Semana de Cinema – Dunkirk
por Bruno Lisboa
em 27/07/17

Nota:

 

Para ser um grande diretor de cinema uma das regras que devem constar no regulamento é a seguinte: “deverás fazer um filme épico de guerra”. Numa breve lista basta lembrar que Stanley Kubrick (Glória feita de sangue), Quentin Tarantino (Bastardos Inglórios), Terence Mallick (Além da linha vermelha), Francis Ford Coppola (Apocalipse Now) e Steven Spielberg (O resgate do soldado Ryan) são apenas alguns exemplos de diretores que se aventuraram pelo gênero e acabaram por produzir clássicos do cinema. E o mais novo membro deste seleto grupo é Christopher Nolan que comandou os trabalhos de Dunkirk.

Baseado em fatos reais, o longa nascera a partir de um argumento criado pelo próprio diretor. Ambientando na segunda guerra mundial, a narrativa traz a tona um dos momentos de maior complicação da época no qual o exército inglês e o francês encontram encurralados pela frota alemã na cidade de Dunkirk, cidade localizada no norte da França. Sem formas de escapar, um grande números de soldados de ambos os países encontram-se a beira mar a espera de um milagre que possam leva-los de volta para casa. Numa tentativa desesperada, o governo inglês apela a população Londrina para que ajude no regaste dos soldados através de barcos de uso doméstico.

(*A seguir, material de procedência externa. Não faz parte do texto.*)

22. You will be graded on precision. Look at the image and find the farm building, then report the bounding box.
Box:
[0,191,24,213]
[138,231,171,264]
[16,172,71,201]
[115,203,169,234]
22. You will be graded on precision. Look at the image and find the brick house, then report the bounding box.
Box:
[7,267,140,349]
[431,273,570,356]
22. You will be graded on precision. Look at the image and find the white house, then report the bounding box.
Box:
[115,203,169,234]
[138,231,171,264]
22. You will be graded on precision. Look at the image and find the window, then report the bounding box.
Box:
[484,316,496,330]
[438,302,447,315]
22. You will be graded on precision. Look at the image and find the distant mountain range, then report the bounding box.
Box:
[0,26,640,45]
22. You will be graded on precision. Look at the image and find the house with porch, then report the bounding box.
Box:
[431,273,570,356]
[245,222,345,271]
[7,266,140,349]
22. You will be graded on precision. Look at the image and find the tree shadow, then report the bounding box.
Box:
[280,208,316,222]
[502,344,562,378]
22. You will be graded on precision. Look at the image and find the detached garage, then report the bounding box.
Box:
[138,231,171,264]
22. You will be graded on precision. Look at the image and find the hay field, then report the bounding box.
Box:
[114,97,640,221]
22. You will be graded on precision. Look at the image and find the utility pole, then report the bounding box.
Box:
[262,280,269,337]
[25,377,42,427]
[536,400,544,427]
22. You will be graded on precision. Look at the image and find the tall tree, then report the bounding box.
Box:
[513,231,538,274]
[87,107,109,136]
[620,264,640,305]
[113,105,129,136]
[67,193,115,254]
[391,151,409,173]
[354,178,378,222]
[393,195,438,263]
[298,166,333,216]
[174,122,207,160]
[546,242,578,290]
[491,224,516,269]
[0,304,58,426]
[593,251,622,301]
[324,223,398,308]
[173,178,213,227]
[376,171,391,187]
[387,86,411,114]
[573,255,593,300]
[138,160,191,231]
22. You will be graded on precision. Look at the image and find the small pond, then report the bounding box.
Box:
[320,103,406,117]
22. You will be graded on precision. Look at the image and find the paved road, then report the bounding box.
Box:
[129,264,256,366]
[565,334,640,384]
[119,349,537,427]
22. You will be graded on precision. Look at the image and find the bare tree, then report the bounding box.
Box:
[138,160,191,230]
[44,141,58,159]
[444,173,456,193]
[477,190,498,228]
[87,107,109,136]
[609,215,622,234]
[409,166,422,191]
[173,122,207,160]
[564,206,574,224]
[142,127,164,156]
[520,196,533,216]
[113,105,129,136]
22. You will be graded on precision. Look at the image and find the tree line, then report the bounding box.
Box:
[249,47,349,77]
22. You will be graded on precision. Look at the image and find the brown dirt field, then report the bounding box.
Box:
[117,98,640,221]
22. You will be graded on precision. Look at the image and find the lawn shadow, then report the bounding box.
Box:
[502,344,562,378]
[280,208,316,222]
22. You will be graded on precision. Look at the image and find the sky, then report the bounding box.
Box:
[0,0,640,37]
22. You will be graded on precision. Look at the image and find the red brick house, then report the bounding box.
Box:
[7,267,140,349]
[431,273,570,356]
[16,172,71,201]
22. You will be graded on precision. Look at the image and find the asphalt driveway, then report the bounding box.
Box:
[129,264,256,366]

Dividido em três perspectivas (no ar, na terra e no mar), o roteiro estabelece um nível de tensão de maneira sustentável,  devido a ordem dos acontecimentos que surgem na tela de maneira tão verossímil (graças ao grande apelo visual e sonoro) que deixa o espectador atônico, tamanha a qualidade imprensa. Mas isto não é novidade para quem já é adepto do cinema de Nolan que tem como marca o primor técnico nestas áreas, deixando claro que não é a filmagem em 3D a responsável pela sensação de trazer a realidade para o público e sim um bom som (o filme foi rodado em IMAX) e imagem.

No campo das atuações Nolan extrai o melhor tanto do jovem elenco que tem em mãos quanto dos veteranos. Nesse sentido brilham as presenças de Fionn Whitehead, Tom Glynn-Carney e Harry Styles (ex-integrante da boyband One Direction), todos em suas primeiras atuações no cinema e já em papéis de destaque. A ala experiente formada por atores veteranos como Kenneth  Branagh (Sete dias com Marilyn), Cillian Murphy (Extermínio), Mark Rylance (Ponte de espiões) e Tom Hardy (Mad Max: Estrada da Fúria) atuam de maneira secundária, mas com a qualidade que lhe são peculiares.

De certo é difícil trazer o novo num gênero que anualmente é explorado por produções diversas, mas é deveras impressionante como Nolan imprimi sua personalidade no gênero. Tecnicamente impecável Dunkirk deve figurar, merecidamente, em listas de melhores do ano.